Lost yet? If you aren’t a longtime follower of the show, you likely will be, as Baboon Heart makes no effort to catch newcomers up to speed. There isn’t even a “previously on” montage at the start. Which makes sense: The Venture Bros. has always been a cult show dedicated to the highly particular obsessions of a certain kind of old-school nerd (someone into ’80s hip-hop, forgotten Hanna-Barbera cartoons, and Zardoz, say), and any attempt to broaden its appeal would inevitably result in ruining what made it singularly great. Premiering a few years before cinematic superheroes conquered Hollywood, The Venture Bros.’ goofy, cynical, yet somehow loving take on the antics of idiots who manage their personal problems through dress-up and laser guns has only grown more relevant with time, in large part because of its refusal to embrace homogeneity. Publick and Hammer tell the kind of stories they want to tell, and in a modern culture dominated by the (perhaps faltering) Marvel Method, there’s something to be said for embracing comic madness at its most personally idiosyncratic.

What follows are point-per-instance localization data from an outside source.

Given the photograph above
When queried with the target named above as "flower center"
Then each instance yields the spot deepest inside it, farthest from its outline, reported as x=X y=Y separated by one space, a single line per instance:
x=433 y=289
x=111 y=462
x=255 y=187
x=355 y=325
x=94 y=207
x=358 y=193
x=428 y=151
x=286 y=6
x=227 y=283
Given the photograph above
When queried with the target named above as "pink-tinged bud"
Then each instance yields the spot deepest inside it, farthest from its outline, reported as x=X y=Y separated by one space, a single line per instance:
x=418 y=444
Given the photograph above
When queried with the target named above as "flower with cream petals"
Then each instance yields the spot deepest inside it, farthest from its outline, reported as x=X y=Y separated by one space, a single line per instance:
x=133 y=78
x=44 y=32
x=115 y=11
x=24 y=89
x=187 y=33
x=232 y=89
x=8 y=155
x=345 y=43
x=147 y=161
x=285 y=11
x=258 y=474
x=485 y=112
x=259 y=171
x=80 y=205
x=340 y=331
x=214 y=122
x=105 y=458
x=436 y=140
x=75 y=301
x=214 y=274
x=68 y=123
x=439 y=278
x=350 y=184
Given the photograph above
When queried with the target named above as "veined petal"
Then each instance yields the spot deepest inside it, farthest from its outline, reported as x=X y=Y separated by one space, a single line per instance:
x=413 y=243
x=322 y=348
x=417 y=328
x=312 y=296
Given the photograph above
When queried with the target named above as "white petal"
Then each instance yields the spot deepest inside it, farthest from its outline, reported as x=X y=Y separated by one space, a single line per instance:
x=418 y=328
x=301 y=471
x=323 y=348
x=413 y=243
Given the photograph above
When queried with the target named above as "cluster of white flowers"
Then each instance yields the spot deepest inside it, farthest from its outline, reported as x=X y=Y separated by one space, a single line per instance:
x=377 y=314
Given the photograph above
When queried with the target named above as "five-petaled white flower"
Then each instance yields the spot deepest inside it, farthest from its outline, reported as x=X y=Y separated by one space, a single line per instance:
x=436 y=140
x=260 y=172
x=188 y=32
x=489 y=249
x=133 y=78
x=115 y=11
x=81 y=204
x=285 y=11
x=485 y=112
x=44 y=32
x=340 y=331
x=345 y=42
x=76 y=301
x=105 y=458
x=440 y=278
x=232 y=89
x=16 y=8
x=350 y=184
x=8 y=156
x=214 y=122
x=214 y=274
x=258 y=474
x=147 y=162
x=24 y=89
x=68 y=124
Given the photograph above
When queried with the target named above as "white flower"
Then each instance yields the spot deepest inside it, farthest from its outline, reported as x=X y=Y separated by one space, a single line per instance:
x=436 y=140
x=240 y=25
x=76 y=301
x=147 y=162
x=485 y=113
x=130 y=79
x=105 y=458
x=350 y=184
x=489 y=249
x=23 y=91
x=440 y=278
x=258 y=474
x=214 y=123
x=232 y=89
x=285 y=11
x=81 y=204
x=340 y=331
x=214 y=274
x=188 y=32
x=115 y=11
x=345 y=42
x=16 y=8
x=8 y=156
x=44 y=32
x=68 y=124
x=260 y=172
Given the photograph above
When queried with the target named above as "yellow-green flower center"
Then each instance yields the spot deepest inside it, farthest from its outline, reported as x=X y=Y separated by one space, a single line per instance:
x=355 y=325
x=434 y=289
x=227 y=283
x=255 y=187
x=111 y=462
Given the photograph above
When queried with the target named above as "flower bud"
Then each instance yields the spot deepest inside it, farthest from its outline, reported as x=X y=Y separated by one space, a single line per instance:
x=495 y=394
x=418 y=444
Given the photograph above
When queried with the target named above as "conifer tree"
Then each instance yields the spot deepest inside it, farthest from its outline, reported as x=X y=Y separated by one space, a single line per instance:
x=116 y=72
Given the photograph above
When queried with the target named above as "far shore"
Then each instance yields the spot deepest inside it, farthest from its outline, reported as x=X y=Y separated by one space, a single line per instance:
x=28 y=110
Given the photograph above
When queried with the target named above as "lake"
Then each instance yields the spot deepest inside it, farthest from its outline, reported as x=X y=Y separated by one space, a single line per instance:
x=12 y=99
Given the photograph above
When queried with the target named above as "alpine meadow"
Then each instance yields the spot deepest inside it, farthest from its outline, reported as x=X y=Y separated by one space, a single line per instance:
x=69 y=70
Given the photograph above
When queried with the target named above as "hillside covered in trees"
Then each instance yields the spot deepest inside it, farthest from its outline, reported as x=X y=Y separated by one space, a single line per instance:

Baboon Heart doesn’t transcend its origins; it doesn’t bother trying. The worst that can be said is that it likely won’t change anyone’s mind one way or the other – there’s ambition here, but that ambition is almost entirely in the format itself, and not in the story the script (co-written by Hammer and Publick) tells. Yes, there are answers to most of The Venture Bros.’ long-running questions here, and those answers are, as such things go, solid ones. Most of the major characters get at least a scene or two, yet somehow neither the answers nor the nods ever feel like forced fan service or marking off a checklist. The ending is definitive without being conclusive, and the final post-credits scene, a long-standing show tradition, is as perfectly sweet as The Venture Bros. ever gets. If this really is the end, it’s hard to imagine a more appropriate one.